Petit Manuel d’harmonie/De la phraséologie musicale
§ 10.
DE LA PHRASÉOLOGIE MUSICALE.
Si l’on ne peut enseigner à personne l’art de créer la melodie, fille de l’inspiration musicale, on peut au moins avancer que l’audition de beaux et nobles chants, et leur analyse intelligente, disposent merveilleusement à devenir créateur mélodique, pour peu qu’on se sente quelque disposition à ce genre de production.
Une phrase musicale est le produit de plusieurs sons qui, par l’arrangement qu’on leur donne, par les inflections différentes qu’ils subissent, et enfin par le genre du mode et un certain mouvement rhythmique, forment un tout absolu, musicalement parlant.
Une phrase est donc composée de parties symétriques qui se lient les unes aux autres. Ces parties prennent le nom de membres de phrases on de périodes mélodiques.

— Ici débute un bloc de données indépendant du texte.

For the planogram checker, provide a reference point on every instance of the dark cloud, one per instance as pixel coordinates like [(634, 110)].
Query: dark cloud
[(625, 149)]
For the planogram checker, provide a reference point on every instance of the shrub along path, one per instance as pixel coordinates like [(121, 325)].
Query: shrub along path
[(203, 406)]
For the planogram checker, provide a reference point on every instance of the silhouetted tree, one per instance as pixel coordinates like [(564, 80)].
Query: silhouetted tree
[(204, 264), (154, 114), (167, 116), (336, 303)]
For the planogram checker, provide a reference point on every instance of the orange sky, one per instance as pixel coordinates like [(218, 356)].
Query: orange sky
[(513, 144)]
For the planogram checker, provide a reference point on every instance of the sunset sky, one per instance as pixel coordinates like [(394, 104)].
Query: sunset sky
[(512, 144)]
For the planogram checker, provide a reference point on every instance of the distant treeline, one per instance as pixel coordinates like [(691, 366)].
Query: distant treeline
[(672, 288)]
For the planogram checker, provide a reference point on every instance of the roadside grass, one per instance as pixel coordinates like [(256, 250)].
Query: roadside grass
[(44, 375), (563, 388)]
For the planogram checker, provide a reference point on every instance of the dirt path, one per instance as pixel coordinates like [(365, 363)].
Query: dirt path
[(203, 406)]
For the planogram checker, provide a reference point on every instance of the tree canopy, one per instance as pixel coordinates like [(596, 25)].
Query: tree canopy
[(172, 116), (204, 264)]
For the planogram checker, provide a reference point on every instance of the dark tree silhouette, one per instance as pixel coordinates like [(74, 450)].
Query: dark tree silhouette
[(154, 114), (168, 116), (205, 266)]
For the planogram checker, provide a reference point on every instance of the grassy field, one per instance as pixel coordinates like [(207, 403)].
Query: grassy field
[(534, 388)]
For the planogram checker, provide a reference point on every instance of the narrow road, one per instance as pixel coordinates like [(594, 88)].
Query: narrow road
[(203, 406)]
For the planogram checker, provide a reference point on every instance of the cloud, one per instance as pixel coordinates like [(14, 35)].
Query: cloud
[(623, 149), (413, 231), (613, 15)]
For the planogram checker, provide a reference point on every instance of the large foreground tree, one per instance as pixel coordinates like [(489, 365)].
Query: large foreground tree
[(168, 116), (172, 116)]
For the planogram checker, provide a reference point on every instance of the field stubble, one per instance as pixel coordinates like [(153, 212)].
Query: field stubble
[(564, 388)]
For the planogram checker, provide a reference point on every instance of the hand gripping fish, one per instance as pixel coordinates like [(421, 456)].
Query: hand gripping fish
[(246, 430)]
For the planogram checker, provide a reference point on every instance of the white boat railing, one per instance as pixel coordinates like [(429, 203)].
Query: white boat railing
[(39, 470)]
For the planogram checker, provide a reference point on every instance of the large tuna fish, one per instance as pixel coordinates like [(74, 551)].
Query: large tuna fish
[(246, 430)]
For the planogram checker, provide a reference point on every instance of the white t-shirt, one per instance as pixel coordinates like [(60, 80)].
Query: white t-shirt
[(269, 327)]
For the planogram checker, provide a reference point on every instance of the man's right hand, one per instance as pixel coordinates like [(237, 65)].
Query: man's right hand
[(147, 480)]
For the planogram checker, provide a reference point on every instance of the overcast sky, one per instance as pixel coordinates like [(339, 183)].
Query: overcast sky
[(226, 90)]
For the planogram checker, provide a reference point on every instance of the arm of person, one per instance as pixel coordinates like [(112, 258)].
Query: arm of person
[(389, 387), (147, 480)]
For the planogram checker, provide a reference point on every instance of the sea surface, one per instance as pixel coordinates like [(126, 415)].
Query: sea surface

Il y a des parties de phrase qui ne sont qu’incidentes dans le discours musical ; elles servent à lier celles qui constituent le fond de la pensée mélodique.
Le premier membre de phrase s’appelle l’antécédent ; le second qui, par sa forme, reproduit en quelque sorte la figure mélodique du premier, s’appelle le conséquent ; et enfin le dernier, qui, comme nous venons de le dire, n’est que la liaison des deux parties de la phrase à la première partie de la seconde période, prend le nom d’incident.
Ces différents éléments de phrases symétriques forment un tout appréciable, et présentant à l’esprit un sens suivi, agréable ou véhément, suivant l’impression qu’on a voulu donner à la mélodie.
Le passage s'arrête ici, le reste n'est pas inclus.